Found loose wire from 2904 miles away.

This past week my customer was having issues with their spud winch #1 intermittently faulting out. We agreed to have conference call at 8am eastern time which was 5am California time. At this point, the drive was tripping out consistently which is what you want when troubleshooting. The large GE drive was indicating speed tracking error. This indicated a speed feedback problem. I had them try to run it while I monitored the drive speed feedback. There was no feedback at all even though the motor rotated several rotations before tripping out. I had my trusty electrician in New York measure the encoder supply voltage at the motor. He measured zero, not good. The encoder cable back to the drive is not a straight shot. The AC drive is actually shared between two motors, spud winch and an anchor winch motor. The feedback gets switched by a relay. I suspected the relay was bad, but it was okay. While on the phone talking to the electrician in New York I had him look for loose wires and he indeed found one. He tightened it up and the cranes spud winch was back in business.

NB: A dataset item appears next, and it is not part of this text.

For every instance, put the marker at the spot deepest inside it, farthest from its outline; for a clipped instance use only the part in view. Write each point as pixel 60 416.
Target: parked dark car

Printing press unwinder going too fast!

Unwinder going too fast

Recently I had a customer who said the unwind section on their printing press was going too fast. In fact, they had no control at all. When the section was started, the motor would try to go full speed. The maintenance person told me he tried adjusting various settings on the drive with no effect. I went to the plant to see what was going on. The DC field on the motor was okay, it had field current. Then we discovered there was a DC tachometer on the motor used for speed feedback to the drive. It would make sense if the tachometer wasn't providing feedback, then the drive would try to go 100% on . I hooked up my voltmeter to the DC tachometer output and we turned the unwinder by hand, no voltage on my meter. We thought we might have a bad tachometer so we looked at the brushes on the tachometer and they looked fine. We then noticed we could turn the shaft of the tachometer independent of the motor. That's it, we had a loose tachometer coupling. We opened it up and found more than a loose coupling, we had a completely disintegrated coupling. See picture. To make sure the tachometer was good we turned the shaft by hand and measured the voltage output. We replaced the coupling and started the line up without issues.